At the same time, though, there are a number of original creators who have stuck around, having found a way to keep chugging along thanks to the subscribers who remain loyal.
“What else am I supposed to do?” Simon asked. “I love it. I'm enjoying myself.”
“I've been on YouTube long enough to know that it's kind of like fashion, it's always changing,” Brittani Louise Taylor, who started on YouTube with character videos 10 years ago and has earned 1.4 million subscribers, explained at VidCon. “Challenges were in style, and then special effects were in style, and then parodies were in style, and now documentary and reality TV is in style. I don't think it's going anywhere — you just keep evolving with the site.”
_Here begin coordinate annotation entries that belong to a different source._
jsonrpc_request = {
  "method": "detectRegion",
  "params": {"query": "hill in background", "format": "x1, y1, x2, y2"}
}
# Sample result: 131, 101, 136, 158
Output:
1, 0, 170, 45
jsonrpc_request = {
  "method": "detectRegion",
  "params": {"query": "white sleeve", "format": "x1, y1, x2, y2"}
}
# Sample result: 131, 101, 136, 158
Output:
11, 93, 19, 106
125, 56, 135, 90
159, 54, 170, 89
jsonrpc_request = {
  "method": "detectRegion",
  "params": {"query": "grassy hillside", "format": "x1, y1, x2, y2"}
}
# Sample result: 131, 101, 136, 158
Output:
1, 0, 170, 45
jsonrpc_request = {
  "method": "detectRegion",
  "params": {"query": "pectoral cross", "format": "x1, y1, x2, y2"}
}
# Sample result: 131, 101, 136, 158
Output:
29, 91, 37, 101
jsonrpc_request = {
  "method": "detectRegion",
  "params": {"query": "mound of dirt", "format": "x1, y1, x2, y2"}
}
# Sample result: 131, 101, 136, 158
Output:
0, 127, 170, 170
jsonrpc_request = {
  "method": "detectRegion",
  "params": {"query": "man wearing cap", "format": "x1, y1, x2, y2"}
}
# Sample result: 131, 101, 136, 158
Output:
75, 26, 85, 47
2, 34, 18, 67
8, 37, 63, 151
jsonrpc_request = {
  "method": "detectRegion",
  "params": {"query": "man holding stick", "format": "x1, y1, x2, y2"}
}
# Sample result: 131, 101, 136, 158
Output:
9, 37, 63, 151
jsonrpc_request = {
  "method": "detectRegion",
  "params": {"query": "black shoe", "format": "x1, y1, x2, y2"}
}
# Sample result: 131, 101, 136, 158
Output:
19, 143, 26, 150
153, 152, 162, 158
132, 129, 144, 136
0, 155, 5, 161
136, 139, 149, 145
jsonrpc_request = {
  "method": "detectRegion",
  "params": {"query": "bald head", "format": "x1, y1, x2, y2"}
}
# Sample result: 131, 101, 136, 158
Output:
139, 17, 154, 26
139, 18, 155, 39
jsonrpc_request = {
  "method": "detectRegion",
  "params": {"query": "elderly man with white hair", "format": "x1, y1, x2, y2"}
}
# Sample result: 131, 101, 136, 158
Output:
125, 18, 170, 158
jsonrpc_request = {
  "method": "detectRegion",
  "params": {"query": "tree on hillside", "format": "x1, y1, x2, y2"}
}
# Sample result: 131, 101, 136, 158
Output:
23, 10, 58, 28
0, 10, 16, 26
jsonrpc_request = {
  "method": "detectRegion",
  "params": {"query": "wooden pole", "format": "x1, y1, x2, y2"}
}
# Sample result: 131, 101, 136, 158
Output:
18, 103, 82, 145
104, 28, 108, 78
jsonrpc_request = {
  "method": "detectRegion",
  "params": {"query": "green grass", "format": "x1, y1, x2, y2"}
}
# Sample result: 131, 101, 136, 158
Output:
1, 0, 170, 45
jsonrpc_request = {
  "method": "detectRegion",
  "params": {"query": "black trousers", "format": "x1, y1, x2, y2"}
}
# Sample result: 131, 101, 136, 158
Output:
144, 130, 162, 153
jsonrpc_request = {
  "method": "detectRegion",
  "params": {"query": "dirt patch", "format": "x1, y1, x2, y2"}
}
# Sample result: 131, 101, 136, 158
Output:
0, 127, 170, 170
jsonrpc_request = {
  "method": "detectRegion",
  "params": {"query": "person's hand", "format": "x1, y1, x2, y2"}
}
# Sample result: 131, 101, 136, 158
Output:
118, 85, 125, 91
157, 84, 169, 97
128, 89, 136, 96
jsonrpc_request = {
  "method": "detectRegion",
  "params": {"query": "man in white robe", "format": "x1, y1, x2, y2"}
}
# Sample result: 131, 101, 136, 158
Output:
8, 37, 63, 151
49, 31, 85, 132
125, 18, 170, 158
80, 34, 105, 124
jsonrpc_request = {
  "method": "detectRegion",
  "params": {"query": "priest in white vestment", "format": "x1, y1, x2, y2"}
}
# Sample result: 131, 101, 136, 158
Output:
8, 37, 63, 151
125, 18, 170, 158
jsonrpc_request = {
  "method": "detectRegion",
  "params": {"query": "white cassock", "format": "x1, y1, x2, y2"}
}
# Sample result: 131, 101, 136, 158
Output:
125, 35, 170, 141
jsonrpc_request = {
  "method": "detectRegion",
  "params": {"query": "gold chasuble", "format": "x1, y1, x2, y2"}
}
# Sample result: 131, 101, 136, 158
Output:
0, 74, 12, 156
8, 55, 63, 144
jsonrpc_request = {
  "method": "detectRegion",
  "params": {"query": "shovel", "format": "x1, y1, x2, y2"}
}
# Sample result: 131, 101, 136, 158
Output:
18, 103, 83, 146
In fact, the current generation of YouTubers is already preparing for the cycle to keep churning, with people like 18-year-old YouTuber Haley Pham telling me that she thinks highly-produced videos are coming back into style. TikTok, at least in its earlier iteration, is just an updated version of the lip sync videos of yore. Still, when The Harris Poll asked 3,000 children in the United States, China, and the United Kingdom what they wanted to be when they grew up, the top answer in both the U.S. and the U.K. was “Vlogger/YouTuber.” If only they could see the long road behind them, littered with abandoned channels, millions of dollars left on the table, and the exact same videos they’re about to make all over again.